Decisão de Lula pode redefinir equilíbrio diplomático

A escolha de Lula sobre o convite de Trump tem efeito direto na posição do Brasil entre as médias e grandes potências. Uma eventual adesão aproximaria Brasília de países que apostam em arranjos seletivos, afastando-se de parceiros europeus que insistem na centralidade da ONU. Uma recusa explícita consolidaria o País no bloco de nações que veem risco de fragmentação na governança global.
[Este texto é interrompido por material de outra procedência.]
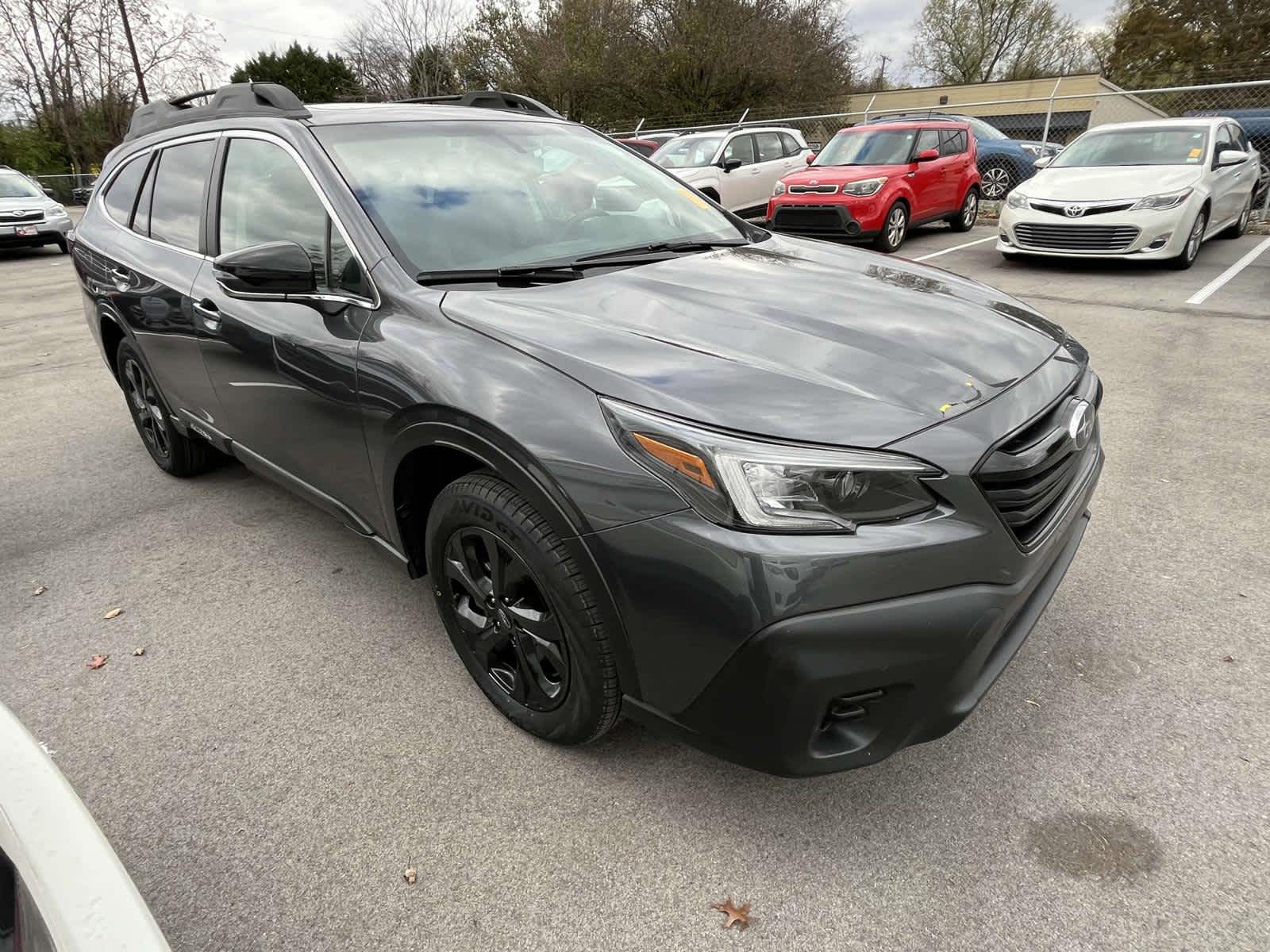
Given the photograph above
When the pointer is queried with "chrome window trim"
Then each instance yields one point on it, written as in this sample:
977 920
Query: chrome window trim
374 301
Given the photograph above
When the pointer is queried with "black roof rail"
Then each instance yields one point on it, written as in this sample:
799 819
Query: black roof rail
489 99
232 102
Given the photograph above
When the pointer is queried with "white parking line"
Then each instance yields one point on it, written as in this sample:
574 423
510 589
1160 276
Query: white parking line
1206 292
956 248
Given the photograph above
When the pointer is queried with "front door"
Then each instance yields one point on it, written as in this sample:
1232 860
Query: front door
286 371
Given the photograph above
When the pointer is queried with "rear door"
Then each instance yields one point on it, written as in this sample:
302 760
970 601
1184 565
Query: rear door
285 371
139 259
926 178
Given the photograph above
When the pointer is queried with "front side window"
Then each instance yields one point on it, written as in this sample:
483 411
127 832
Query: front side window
267 197
122 194
868 145
1134 146
476 194
687 152
177 207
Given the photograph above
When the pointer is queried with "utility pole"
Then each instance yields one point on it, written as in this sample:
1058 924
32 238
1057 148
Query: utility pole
133 48
882 69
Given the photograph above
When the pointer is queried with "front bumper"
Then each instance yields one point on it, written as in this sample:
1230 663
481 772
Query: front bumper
810 654
1156 235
Diplomatas avaliam que, em qualquer cenário, a decisão tende a repercutir na relação bilateral com os Estados Unidos, hoje marcada por ambiguidades. O governo Lula tenta, ao mesmo tempo, ampliar o comércio, atrair investimentos verdes e manter distância de agendas mais agressivas em segurança e defesa. Trump, por sua vez, usa o conselho para reafirmar a imagem de um Ocidente em torno da liderança americana e para esvaziar mecanismos que não controla.

No curto prazo, o impasse aumenta a pressão interna sobre a política externa brasileira. Setores da oposição acusam o governo de hostilidade automática a Washington e defendem alinhamento “pragmático”, centrado em benefícios econômicos imediatos. No outro extremo, parte da base lulista exige recusa rápida e pública do convite, para evitar qualquer associação a projetos que fragilizem a ONU ou relativizem violações de direitos humanos.

Entre esses polos, Lula e Amorim tentam preservar margem de manobra. O cálculo inclui não apenas o impacto na relação com Trump, mas também o sinal enviado a parceiros como China, União Europeia e Rússia, que representam parcelas relevantes do comércio e dos investimentos no Brasil. Em 2024, por exemplo, a China concentra mais de 30% das exportações brasileiras, enquanto a União Europeia responde por cerca de 14%, números que pesam em qualquer decisão estratégica.

Ainda não há prazo oficial para a resposta de Lula, mas assessores admitem, em privado, que o governo não deve prolongar o silêncio além do primeiro semestre de 2026. Até lá, o Palácio do Planalto mede cada palavra, consciente de que a opção por um conselho nascido à margem da ONU pode reposicionar o Brasil no tabuleiro global por muitos anos. A dúvida que permanece é se o País prefere arriscar protagonismo em um experimento ainda nebuloso ou reafirmar, com mais força, a aposta nas instituições que já conhece.